Ces inégalités génèrent des ressentis et réactions variées dont je voudrais éclairer ici les risques spécifiques liés au développement du sentiment peur.
La peur est une émotion normale et saine destinée à augmenter notre potentiel de survie en mobilisant nos ressources internes pour faire face à un danger.
Néanmoins, la puissance de cette peur et les conséquences de ce sentiment sont à questionner.
 
Face à un danger, le cerveau humain peut avoir des réactions variables : la fuite peut être une solution, le combat peut en être un autre.
Pour la branche fuite, on peut déployer de multiples ramifications comme le déni, l’évitement, la minimisation, l’effondrement  qui peut avoir ces avantages et l’intérêt d’une temporisation permettant le développement de nouvelles solutions internes ou externes.
 
Je voudrais m’intéresser ici à la branche combat.
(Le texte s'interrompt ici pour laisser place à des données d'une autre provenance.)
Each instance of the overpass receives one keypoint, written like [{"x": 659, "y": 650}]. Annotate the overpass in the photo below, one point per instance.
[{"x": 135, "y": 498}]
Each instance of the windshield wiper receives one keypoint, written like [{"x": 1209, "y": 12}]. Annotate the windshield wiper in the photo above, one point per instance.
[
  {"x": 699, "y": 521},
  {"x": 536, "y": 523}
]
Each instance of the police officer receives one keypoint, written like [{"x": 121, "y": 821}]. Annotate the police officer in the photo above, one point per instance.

Elle peut paraître à première vue plus positive et plus porteuse mais tout dépend pourtant de la capacité de maîtrise de pilotage dont chacun dispose dans cette direction car les enchaînement peuvent être rapidement non maîtrisables et potentiellement risqués.
 
En effet, qu’observe-t-on au niveau sociétal et individuel dans cette crise qui est à prendre ici comme élément révélateur des mécanismes psychiques internes ?
Dans les réseaux sociaux, dans les médias, comme au niveau interpersonnel, on voit se développer une tendance à l’agressivité, à la critique, aux soupçons de complots et à la délation même si l’on en croit les statistiques d’appel vers le 17 (police et gendarmerie) .
Cette violence n’est pas que verbale ou virtuelle, elle s’observe aussi au niveau intra familial avec une augmentation des violences conjugales importante.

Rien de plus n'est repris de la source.